What to say about Westworld? How to sum up its frustrating, fitfully brilliant first season? The problem with Westworld--or rather, not the problem, because this is a show with so many different problems, which is, of course, a problem in itself--is that it never quite seems to cohere into the sum of its parts. Those parts were frequently magnificent--from incidental but beautiful touches like Ramin Djawadi's playful soundtrack choices, to core elements like the fearless performances of Evan Rachel Wood and Thandie Newton--but even at the end of the show's ten-episode first season, I find myself asking the same question that I asked at its beginning: is this show about anything other than itself?
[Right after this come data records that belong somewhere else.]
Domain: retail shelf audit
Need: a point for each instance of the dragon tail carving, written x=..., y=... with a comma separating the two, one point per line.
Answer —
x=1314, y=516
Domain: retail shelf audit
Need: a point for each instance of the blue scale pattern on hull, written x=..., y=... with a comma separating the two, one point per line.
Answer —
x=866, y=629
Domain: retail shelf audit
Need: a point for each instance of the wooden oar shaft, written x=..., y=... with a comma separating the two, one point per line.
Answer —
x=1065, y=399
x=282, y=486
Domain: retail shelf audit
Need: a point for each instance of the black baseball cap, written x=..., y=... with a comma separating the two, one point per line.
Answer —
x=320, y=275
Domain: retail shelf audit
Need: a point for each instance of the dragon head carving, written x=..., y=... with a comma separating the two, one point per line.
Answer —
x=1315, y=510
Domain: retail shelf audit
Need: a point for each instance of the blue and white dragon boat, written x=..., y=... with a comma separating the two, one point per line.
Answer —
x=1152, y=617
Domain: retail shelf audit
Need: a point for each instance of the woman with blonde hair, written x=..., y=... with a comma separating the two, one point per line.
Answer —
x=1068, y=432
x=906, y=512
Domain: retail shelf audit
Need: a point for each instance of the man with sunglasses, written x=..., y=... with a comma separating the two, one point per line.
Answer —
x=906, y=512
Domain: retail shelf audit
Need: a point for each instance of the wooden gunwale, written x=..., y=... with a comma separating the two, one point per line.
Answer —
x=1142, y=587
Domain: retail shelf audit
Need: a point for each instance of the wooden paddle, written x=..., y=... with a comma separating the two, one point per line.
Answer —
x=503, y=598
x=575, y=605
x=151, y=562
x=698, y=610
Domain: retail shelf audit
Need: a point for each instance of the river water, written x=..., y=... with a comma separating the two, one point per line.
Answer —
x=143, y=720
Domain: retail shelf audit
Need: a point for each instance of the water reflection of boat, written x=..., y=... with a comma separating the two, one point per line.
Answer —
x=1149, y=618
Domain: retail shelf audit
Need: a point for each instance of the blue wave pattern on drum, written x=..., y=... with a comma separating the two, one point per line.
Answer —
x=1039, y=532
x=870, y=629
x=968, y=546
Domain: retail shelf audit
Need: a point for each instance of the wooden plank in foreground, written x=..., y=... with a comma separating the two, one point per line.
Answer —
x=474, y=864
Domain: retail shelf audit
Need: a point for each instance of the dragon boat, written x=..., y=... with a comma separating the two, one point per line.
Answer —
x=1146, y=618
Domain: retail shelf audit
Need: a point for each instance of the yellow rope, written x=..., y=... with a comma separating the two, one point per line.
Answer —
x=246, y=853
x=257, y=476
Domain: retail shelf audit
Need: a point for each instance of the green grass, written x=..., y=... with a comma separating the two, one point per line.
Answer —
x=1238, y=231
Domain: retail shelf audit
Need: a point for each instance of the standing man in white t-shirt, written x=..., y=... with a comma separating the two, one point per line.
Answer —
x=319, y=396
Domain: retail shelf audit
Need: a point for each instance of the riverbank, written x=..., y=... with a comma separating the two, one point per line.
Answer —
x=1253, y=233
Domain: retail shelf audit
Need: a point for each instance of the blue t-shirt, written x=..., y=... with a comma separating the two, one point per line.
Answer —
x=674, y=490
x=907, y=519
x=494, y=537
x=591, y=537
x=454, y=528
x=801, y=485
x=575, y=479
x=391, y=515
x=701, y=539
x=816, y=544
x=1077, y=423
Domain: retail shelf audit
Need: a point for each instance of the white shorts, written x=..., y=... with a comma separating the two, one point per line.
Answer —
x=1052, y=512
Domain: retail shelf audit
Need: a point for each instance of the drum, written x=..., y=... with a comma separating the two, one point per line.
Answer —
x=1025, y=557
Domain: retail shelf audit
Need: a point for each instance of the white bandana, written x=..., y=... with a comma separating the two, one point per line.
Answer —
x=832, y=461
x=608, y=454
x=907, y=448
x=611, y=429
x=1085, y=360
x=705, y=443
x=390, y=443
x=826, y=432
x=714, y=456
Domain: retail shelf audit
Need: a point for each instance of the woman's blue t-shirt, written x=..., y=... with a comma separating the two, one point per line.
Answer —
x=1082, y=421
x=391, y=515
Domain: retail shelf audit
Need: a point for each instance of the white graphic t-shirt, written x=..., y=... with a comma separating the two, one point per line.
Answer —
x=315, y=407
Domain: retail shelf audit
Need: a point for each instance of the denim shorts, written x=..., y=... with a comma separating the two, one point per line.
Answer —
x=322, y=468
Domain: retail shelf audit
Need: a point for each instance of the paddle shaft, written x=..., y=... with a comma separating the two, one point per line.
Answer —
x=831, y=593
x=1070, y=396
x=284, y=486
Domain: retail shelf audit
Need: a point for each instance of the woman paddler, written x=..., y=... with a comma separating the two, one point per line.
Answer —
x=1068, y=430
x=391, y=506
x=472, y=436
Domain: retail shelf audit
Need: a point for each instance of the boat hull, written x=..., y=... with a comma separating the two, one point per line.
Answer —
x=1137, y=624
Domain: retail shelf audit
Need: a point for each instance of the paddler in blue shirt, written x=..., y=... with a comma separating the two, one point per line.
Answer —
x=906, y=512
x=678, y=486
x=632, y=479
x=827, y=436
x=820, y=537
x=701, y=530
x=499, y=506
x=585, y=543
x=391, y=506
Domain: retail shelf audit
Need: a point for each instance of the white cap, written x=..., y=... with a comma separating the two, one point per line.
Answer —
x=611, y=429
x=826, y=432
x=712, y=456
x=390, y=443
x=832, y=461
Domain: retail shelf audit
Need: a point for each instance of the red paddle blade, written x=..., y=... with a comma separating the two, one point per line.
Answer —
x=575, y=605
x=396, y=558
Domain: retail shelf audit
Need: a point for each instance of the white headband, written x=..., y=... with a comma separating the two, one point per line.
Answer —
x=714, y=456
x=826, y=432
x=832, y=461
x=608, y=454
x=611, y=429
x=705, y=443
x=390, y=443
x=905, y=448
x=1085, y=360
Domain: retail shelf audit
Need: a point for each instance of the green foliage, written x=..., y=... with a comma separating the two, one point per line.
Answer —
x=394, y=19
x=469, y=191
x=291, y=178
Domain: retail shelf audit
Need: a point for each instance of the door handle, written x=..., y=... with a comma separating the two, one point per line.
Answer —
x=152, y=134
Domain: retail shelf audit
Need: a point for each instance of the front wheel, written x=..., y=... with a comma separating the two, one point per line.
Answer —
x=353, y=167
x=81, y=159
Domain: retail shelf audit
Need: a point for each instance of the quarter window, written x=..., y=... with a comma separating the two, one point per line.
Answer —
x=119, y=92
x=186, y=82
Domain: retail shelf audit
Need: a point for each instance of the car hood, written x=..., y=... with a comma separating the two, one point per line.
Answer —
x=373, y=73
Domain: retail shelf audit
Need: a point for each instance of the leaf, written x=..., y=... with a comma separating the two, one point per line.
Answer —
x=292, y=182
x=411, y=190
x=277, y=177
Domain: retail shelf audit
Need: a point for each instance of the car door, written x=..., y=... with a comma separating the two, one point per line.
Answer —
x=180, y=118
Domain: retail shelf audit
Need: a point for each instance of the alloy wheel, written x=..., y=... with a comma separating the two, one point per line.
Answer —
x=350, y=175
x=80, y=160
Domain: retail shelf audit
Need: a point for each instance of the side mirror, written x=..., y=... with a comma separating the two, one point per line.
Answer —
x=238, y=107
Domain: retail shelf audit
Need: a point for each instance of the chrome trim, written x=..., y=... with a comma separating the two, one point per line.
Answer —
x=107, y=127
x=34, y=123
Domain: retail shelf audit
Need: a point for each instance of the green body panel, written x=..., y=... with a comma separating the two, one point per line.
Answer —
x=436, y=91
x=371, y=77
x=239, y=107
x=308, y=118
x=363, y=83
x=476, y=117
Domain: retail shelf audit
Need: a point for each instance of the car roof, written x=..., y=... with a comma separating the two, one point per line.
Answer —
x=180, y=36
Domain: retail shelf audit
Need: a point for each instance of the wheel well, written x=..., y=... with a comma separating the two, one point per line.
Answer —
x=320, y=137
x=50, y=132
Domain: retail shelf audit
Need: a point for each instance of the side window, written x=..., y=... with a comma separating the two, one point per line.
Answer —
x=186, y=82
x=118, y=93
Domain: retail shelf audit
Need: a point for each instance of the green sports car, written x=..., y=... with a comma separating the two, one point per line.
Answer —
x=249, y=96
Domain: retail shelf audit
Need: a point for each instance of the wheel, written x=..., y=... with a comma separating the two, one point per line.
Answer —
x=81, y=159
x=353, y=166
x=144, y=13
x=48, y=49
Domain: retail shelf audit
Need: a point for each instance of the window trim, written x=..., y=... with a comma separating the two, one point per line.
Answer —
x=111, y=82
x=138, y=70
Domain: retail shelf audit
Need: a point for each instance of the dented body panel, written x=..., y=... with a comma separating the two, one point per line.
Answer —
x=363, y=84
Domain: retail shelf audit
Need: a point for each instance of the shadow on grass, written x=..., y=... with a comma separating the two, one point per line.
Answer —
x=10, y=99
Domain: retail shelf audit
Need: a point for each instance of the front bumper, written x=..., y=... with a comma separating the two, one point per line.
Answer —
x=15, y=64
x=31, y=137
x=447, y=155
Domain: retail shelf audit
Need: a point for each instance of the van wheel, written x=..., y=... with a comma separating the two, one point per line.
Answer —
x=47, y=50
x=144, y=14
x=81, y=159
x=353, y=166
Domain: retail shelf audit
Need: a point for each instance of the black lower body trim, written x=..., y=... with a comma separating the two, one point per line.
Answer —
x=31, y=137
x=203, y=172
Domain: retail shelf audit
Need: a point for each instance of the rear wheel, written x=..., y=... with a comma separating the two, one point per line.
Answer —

The scattershot nature of the show's writing, its haphazard brilliance, has made it into the best sort of thinkpiece fodder. At one point or another, we decided that Westworld was: a critique of the HBO brand and its reliance on violence and misogyny; an exploration of the conventions of video games and how players interact with them; a chunky science fiction story about the emergence of consciousness in machines; an allegory about slavery and oppression; a meta-examination of how stories are constructed and achieve their effects; a philosophical treatise on what it means to be human. There are hints of each of these shows in Westworld, and if you focus your view on an individual element of the show you might even be able to make a coherent argument for one or the other of them. But as soon as you widen your view, and try to take in the whole, you realize that it doesn't actually exist. It's a show that is, simultaneously, full to the brim with ideas, and completely empty.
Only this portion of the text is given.